En la actualidad, la arquitectura ya no se limita a la mera creación de espacios funcionales o estéticamente impactantes. La salud de las personas que habitan esos espacios se está situando en el centro de cada proyecto. Este desafío, que a menudo pasa desapercibido, implica un análisis profundo sobre cómo el diseño y los materiales influyen en nuestro bienestar físico y mental, y cómo, desde la cadena de valor, se puede responder con soluciones responsables y efectivas.

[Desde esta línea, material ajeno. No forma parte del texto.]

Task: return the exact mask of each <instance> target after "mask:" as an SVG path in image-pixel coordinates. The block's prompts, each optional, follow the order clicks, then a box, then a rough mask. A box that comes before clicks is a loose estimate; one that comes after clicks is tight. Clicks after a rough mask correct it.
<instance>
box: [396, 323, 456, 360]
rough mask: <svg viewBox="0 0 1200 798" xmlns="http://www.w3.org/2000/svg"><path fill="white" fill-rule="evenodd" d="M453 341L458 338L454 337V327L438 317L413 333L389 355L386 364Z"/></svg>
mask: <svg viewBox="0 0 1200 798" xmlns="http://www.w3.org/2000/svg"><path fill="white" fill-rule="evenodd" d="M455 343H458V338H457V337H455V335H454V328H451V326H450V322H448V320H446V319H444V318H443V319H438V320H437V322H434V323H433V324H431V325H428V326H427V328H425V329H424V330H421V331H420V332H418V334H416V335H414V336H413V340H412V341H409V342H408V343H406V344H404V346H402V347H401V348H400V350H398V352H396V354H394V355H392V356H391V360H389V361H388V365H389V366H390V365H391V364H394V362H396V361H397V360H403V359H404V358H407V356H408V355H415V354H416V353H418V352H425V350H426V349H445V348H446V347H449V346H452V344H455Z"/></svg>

Los materiales que elegimos para construir no solo condicionan la resistencia o el coste, sino también la calidad del aire que respiramos, un factor determinante en enfermedades respiratorias y alergias. Los compuestos orgánicos volátiles (COV), presentes en ciertos acabados y adhesivos, pueden ser silenciosos agresores en el interior de los edificios. Frente a esto, la incorporación de materiales naturales, reciclados y libres de tóxicos no solo responde a una demanda ambiental, sino que genera entornos saludables que contribuyen a la productividad y al confort emocional.

Además, el diseño arquitectónico es una poderosa herramienta para mejorar la salud. Aspectos como la iluminación natural, la ventilación, la acústica y la conexión visual con el entorno exterior tienen un impacto directo en la calidad de vida de los usuarios. Estos elementos pueden disminuir el estrés, aumentar la concentración y favorecer un descanso reparador, transformando así el edificio en un agente activo del bienestar.

Este enfoque integrador obliga a arquitectos, ingenieros, constructores y fabricantes a repensar sus procesos y materiales. El futuro de la edificación pasa por construir no solo para durar, sino para cuidar y proteger a las personas. La salud debe ser el eje que guíe la innovación y la selección en el sector, porque no hay arquitectura verdaderamente sostenible si no contempla el bienestar integral de quienes habitan los espacios.